I have CFS/ME, FM, RA and I was just diagnosed with lung disease possibly caused by drug toxicity. I have been vaping for about a year, but now need to switch to tincture due to lung disease. My primary symptom I need to treat is chronic insomnia. What strains are best for insomnia and how will I use tinctures to help me sleep?
I will be viewing the sensitization program as I am needing to vape too much and it’s not working anymore.
Kim T. Age 53
Dr. Sulak’s Answer
I’m sorry to hear about your new lung issues on top of everything else you have going on with your health, but I’m glad that you’re ready to start using cannabis more effectively and to prioritize sleep. When a person gets regular, restorative sleep, and enough of it, everything heals better.
Cannabis can be very helpful with sleep problems, and most patients have the best results when taking it by mouth. Be sure to explore my program on switching from inhalation to tincture – it will guide you through the transition step by step. Oral cannabis can also help the lungs by decreasing inflammation and dilating the small airways.
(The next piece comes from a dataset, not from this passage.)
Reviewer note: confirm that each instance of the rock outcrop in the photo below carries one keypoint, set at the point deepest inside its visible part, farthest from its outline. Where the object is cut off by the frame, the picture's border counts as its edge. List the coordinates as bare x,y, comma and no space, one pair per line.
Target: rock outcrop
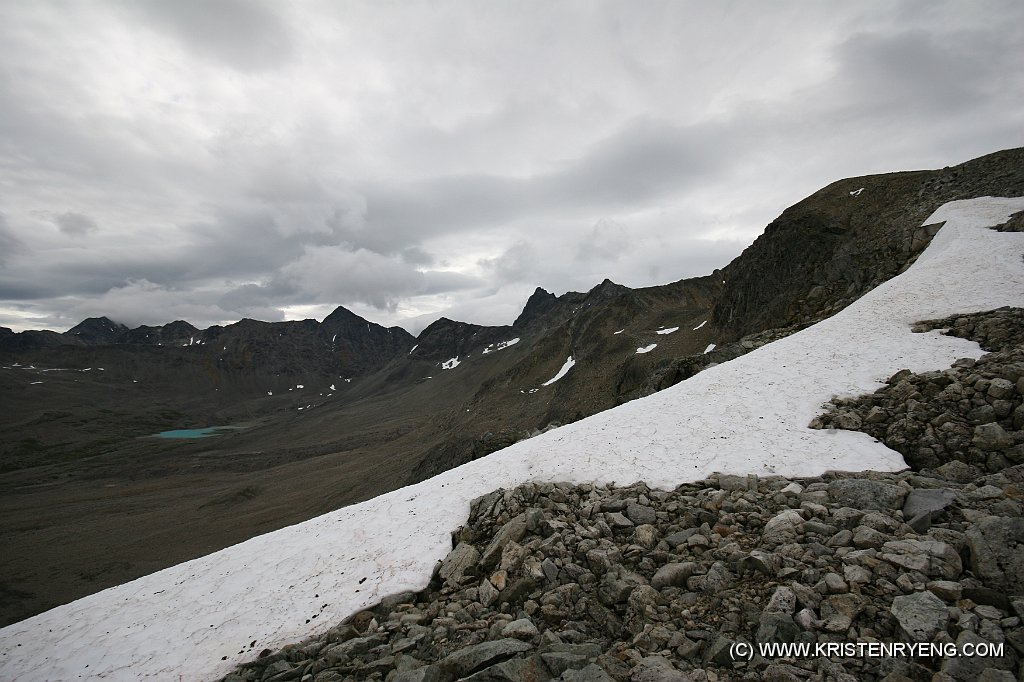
562,582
I’ve seen cannabis work for sleep in patients who have failed every prescription and over-the-counter sleeping aid available. When cannabis works for sleep, it usually does so primarily by addressing the underlying problem that was preventing sleep in the first place, such as pain, anxiety, spasticity, digestive issues, etc. By finding the right strain, one that’s sedating and not stimulating, you can combine that relief with relaxation and a sleepy, floating feeling that will hopefully carry you off into a peaceful slumber.
I recommend patients avoid strains with CBD for bedtime, because it can be awakening at low doses. Among the THC-dominant strains, those called “indica” are usually the more relaxing and sedating. I’m often hesitant to recommend specific strains, because the names and the actual product are often inconsistent from one producer to the next, but I hear patients reporting they sleep well with the Kush strains, Cheese and Blue Cheese, Blueberry, Mother of Berry, and some of the purple strains. Strains that smell like lavender or fruit often have higher levels of the terpenes linalool and myrcene, both of which enhance the sedating effects of the THC.
Some patients have found that converting some of the THC into cannabinol (CBN) can make a sleep formula work even better. This can be done by allowing the dried flowers to sit in the sun or under grow lights for a week or two – the UV light is responsible for the conversion.
For a starting dosage, I usually recommend adults begin at approximately 5mg total cannabinoids 1-2 hours before bedtime. Gradually increase the dose each night until you wake feeling rested. Many patients do well with 5-20mg. By using a tincture, you can find the optimal dose by adjusting the number of drops you take. Capsules, oils, and edible products can also work well for sleep.